握られた手は驚いて、一瞬で手に力が入ったのがわかった。
「…マーガレット…。それ以上はいけない。」
「……お…お父様…」
ライザに手を握られたマーガレットは、見つかってしまったことに動揺を隠すことはできなかった。
今まで温かかった手は一気に冷め、マーガレットの顔色も血の気が引くように悪くなった。

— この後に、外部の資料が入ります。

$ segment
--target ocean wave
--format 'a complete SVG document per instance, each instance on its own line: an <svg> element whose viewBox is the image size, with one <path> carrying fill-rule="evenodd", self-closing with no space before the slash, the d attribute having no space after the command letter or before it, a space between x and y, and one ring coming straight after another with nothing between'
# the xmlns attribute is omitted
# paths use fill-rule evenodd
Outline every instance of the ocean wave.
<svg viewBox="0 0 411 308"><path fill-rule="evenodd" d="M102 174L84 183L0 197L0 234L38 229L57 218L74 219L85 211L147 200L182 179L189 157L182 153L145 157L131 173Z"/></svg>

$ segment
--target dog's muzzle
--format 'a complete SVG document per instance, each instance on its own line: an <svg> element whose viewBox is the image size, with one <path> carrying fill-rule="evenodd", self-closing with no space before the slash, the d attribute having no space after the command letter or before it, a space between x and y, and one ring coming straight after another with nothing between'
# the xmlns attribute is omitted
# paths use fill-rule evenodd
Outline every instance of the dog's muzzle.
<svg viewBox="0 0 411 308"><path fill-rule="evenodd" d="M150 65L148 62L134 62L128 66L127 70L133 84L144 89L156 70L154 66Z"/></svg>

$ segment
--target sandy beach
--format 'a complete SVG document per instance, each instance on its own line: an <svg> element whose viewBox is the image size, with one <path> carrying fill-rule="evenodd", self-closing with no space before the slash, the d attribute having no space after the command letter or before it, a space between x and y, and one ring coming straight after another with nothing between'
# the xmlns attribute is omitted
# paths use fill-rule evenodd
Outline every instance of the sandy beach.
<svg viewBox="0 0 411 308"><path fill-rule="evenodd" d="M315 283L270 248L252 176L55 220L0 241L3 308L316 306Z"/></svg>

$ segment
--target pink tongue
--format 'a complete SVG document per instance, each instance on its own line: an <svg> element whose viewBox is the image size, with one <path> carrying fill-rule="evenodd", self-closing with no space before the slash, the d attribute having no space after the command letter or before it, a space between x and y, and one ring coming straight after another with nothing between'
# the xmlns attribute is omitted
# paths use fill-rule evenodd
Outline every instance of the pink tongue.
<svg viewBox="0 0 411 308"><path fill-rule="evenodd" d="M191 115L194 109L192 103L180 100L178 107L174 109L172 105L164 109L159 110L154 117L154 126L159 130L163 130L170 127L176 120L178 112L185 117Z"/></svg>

「大丈夫か?別に怒ってはいないから、とにかくベッドに座りなさい。」
ライザはマーガレットの状態を見て、どちらが病人なのかわからないなと思った。
マーガレットは下を向き無言のままライザのベッドの左横に腰掛けた。
ライザは身体を起こし、マーガレットの顔を横から見た。
俯いたマーガレットの顔色は悪いままだ。
「マーガレット…無理をしてはいけない。」
「……ごめんなさい…。」
応えた声は、今にも泣きそうで震えていた。
ライザはマーガレットの頭に手を持って行き、ポンポンと優しく撫でた。
すると、マーガレットの目から大粒の涙がボロボロとこぼれ出した。
「おいで。」
ライザはマーガレットの手を引いて胸に寄せた。
「…っぐす…」
マーガレットはライザの胸で声を抑えて泣いた。
ライザはもう一度優しく頭を撫で、
「無理をさせたな…。お陰で元気になったよ。」
その言葉でマーガレットは顔を上げた。
「…っでも‼︎」
「……大丈夫だから。」
ライザは微笑み、涙で濡れたマーガレットの顔にそっと手を添えた。
「ありがとう、マーガレット。」
そう言い、マーガレットの顔から手を離すと、マーガレットはそのまま意識を失った。